A left-handed pitcher whose electric 2007 season for Baltimore became the high-water mark of a career defined by tantalizing potential and persistent injuries.
Érik Bédard struck out 221 batters in 2007, a single-season record for the Baltimore Orioles. The left-hander from Navan, Ontario, refined a sharp curveball into a devastating weapon after the Orioles drafted him. That 2007 campaign saw him dominate American League hitters with power pitching. The Seattle Mariners made him the centerpiece of a franchise-altering trade that winter, sending future stars to Baltimore. Shoulder and knee injuries then derailed his ascent. Bédard became a respected journeyman, throwing innings for several clubs. In 2013 with Houston, he led the staff in innings pitched. The brief, brilliant peak in Baltimore defined a career that burned brightest when his arm was sound.
1965–1980
The latchkey kids. Raised during divorce, recession, and the end of the Cold War. Skeptical, self-reliant, media-literate. They invented indie culture, grunge, and the early internet — then watched the Boomers take credit.

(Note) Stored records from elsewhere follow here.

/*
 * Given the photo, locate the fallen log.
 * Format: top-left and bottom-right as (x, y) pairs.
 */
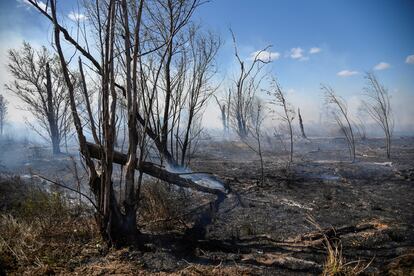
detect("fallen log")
(86, 142), (228, 197)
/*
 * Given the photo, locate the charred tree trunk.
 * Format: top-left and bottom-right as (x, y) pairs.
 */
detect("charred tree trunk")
(46, 63), (60, 155)
(298, 108), (308, 139)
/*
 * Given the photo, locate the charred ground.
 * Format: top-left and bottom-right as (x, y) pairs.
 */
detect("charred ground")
(0, 138), (414, 275)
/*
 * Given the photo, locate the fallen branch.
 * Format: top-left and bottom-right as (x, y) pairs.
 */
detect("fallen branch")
(87, 142), (227, 196)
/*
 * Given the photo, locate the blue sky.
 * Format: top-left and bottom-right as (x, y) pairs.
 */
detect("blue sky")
(0, 0), (414, 131)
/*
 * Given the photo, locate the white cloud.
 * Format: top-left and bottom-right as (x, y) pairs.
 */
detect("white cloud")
(405, 55), (414, 64)
(336, 70), (359, 77)
(290, 47), (303, 59)
(17, 0), (47, 11)
(374, 62), (391, 70)
(250, 51), (280, 62)
(68, 12), (86, 22)
(309, 47), (322, 54)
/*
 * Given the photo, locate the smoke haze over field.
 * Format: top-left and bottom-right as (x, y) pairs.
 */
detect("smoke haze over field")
(0, 0), (414, 138)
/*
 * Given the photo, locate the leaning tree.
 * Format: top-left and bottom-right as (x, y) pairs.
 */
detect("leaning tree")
(267, 78), (296, 163)
(28, 0), (225, 245)
(0, 95), (8, 136)
(363, 73), (394, 159)
(228, 30), (272, 139)
(6, 42), (74, 154)
(321, 85), (355, 162)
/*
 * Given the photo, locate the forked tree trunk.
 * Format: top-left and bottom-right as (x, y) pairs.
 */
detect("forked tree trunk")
(46, 63), (60, 155)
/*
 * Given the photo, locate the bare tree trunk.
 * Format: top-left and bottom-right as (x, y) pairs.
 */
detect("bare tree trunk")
(46, 63), (60, 155)
(298, 108), (308, 139)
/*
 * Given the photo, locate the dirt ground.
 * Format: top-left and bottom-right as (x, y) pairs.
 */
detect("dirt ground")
(2, 137), (414, 275)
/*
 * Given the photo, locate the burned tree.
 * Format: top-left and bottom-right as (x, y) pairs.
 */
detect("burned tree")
(6, 42), (74, 154)
(267, 78), (296, 163)
(213, 95), (227, 133)
(298, 108), (308, 139)
(242, 97), (265, 185)
(229, 31), (272, 139)
(0, 95), (8, 136)
(29, 0), (225, 245)
(213, 89), (231, 134)
(321, 85), (355, 162)
(363, 73), (394, 159)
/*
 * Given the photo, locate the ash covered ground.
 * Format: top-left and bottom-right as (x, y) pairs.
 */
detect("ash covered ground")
(0, 137), (414, 275)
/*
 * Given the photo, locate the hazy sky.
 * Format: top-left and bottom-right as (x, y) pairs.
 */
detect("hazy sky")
(0, 0), (414, 134)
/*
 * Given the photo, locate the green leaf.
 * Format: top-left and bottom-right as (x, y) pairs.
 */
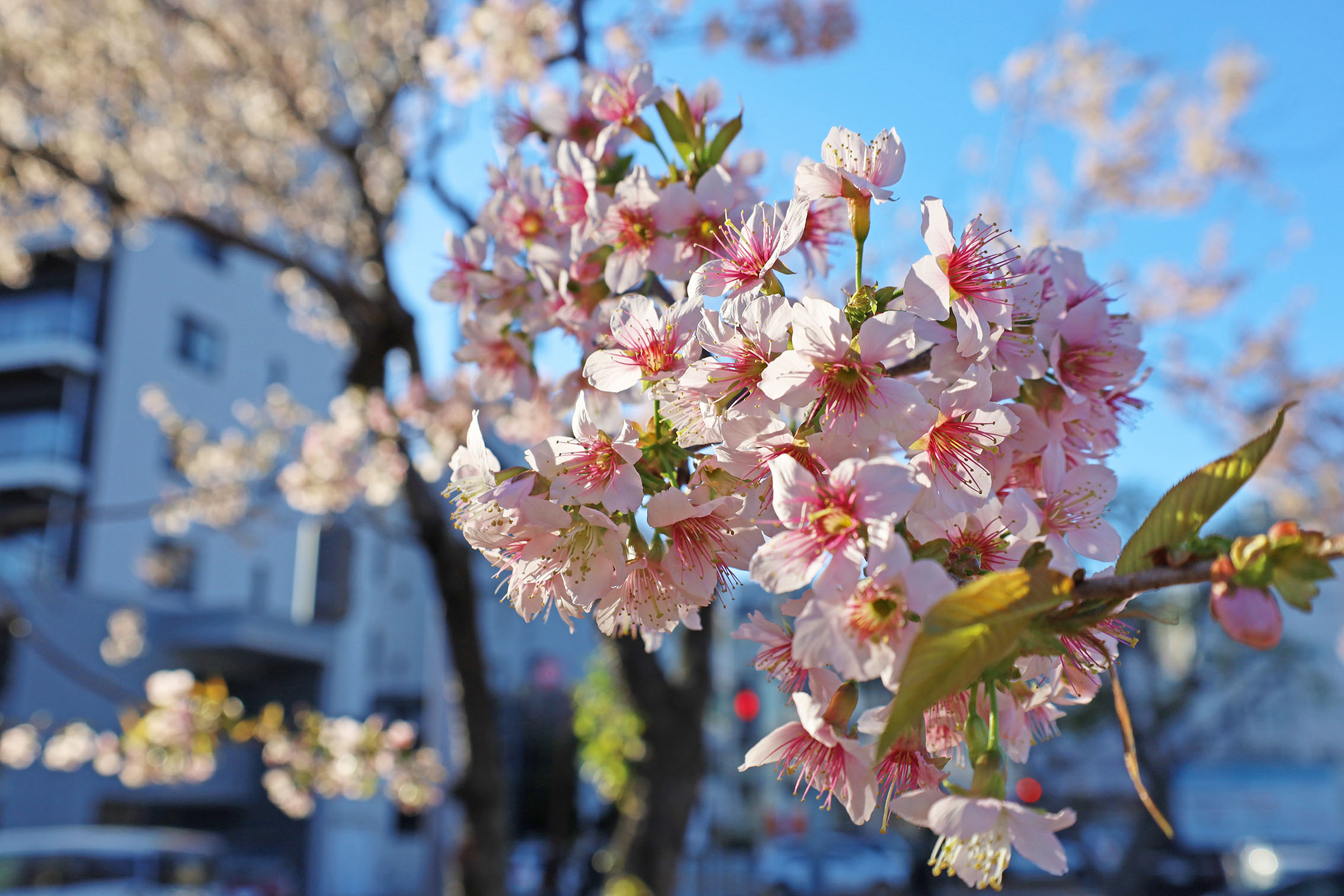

Érik was born in 1979, placing them squarely in the Generation X. The events that shaped this generation — economic uncertainty, the end of the Cold War, and the rise of personal computing — shaped the world they entered and the choices available to them.
The biggest hits of 1979
#1 Movie
Kramer vs. Kramer
Best Picture
Kramer vs. Kramer
#1 TV Show
Laverne & Shirley
The world at every milestone
Iran hostage crisis begins; Three Mile Island accident
Apple Macintosh introduced
LA riots after Rodney King verdict
Oklahoma City bombing; Windows 95 released
Princess Diana dies in Paris car crash; Harry Potter published
Y2K passes without incident; contested Bush-Gore election
Michael Jackson dies; Bitcoin created
First image of a black hole; Hong Kong protests
He was originally drafted as an outfielder by the Minnesota Twins but chose to attend college instead.
He is one of a small number of Canadian-born pitchers to record over 1,000 career strikeouts in MLB.
He famously kept a low media profile and was known for his terse, straightforward interviews.
“I just want to throw the ball and go home.”